Authors: Mohini Singh, Chitra Venugopal, Tomas Tokar, Kevin R. Brown, Nicole McFarlane, David Bakhshinyan, Thusyanth Vijayakumar, Branavan Manoranjan, Sujeivan Mahendram, Parvez Vora, Maleeha Qazi, Manvir Dhillon, Amy Tong, Kathrin Durrer, Naresh Murty, Robin Hallet, John A. Hassell, David R. Kaplan, Jean-Claude Cutz, Igor Jurisica, Jason Moffat, Sheila K. Singh

Publisher: Springer Berlin Heidelberg

Abstract

Brain metastases (BM) are the most common brain tumor in adults and are a leading cause of cancer mortality.
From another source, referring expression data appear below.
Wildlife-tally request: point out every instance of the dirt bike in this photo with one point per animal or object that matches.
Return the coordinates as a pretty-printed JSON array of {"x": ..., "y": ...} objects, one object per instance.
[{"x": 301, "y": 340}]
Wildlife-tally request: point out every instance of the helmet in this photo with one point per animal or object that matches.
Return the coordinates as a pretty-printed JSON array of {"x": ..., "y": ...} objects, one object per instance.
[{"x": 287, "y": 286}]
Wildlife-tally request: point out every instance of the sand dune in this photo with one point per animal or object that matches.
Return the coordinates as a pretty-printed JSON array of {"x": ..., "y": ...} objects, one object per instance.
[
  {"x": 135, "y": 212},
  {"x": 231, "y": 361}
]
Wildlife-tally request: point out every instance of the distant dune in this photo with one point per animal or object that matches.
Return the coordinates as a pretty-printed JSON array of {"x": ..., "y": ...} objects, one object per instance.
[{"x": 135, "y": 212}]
Metastatic lesions contain subclones derived from their primary lesion, yet their functional characterization is limited by a paucity of preclinical models accurately recapitulating the metastatic cascade, emphasizing the need for a novel approach to BM and their treatment. We identified a unique subset of stem-like cells from primary human patient brain metastases, termed brain metastasis-initiating cells (BMICs). We now establish a BMIC patient-derived xenotransplantation (PDXT) model as an investigative tool to comprehensively interrogate human BM. Using both in vitro and in vivo RNA interference screens of these BMIC models, we identified SPOCK1 and TWIST2 as essential BMIC regulators. SPOCK1 in particular is a novel regulator of BMIC self-renewal, modulating tumor initiation and metastasis from the lung to the brain. A prospective cohort of primary lung cancer specimens showed that SPOCK1 was overexpressed only in patients who ultimately developed BM. Protein–protein interaction network mapping between SPOCK1 and TWIST2 identified novel pathway interactors with significant prognostic value in lung cancer patients. Of these genes, INHBA, a TGF-β ligand found mutated in lung adenocarcinoma, showed reduced expression in BMICs with knockdown of SPOCK1. In conclusion, we have developed a useful preclinical model of BM, which has served to identify novel putative BMIC regulators, presenting potential therapeutic targets that block the metastatic process, and transform a uniformly fatal systemic disease into a locally controlled and eminently more treatable one.